The reconstruction is visibly lossy, and that is the point. V is not a photograph, it is a thumbnail: enough to know where the road bends and where the car sits, with the texture sanded off. The whole V network is trained for a single pass over ten thousand random-play episodes and then frozen. From here on, the agent never works with pixels again. It works with $z$ .

The paper raises a caveat about itself: because V learns with no idea what the task is, it cannot know which details will turn out to matter. It faithfully reproduces irrelevant wall textures in Doom while fumbling the task-critical tiles on the road in car racing. The reconstruction loss counts every pixel the same and carries no information about the task, so V keeps whatever is large and repetitive and easy to rebuild, which is not always what the policy needs. We will come back to this.
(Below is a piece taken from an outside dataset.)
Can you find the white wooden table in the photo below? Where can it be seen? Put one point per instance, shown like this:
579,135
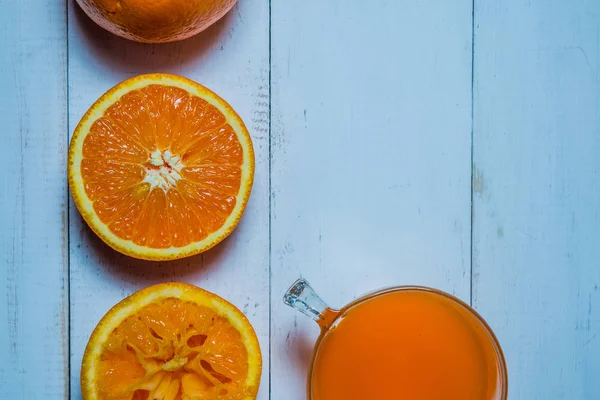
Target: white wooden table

M: predict what happens next

V compresses space. M compresses time. Its job is to look at the current code $z_t$ , the action $a_t$ the agent is about to take, and a running summary of everything that came before, and predict the next code $z_{t+1}$ . If V is the eye, M is the part trained on enough of the world to predict roughly what tends to happen next.

The running summary is the key object, so give it a name now. M is a recurrent network, specifically an LSTM (long short-term memory, a recurrent cell built to retain information across many steps), and at each step it carries a hidden state $h_t$ . You can think of $h_t$ as M's compressed belief about the situation: not just what the last frame looked like, but where things seem to be heading. Because M is trained to predict the future, $h_t$ ends up holding exactly the information you would need to predict the future. Hold that thought, because it is what makes the controller's job easy later.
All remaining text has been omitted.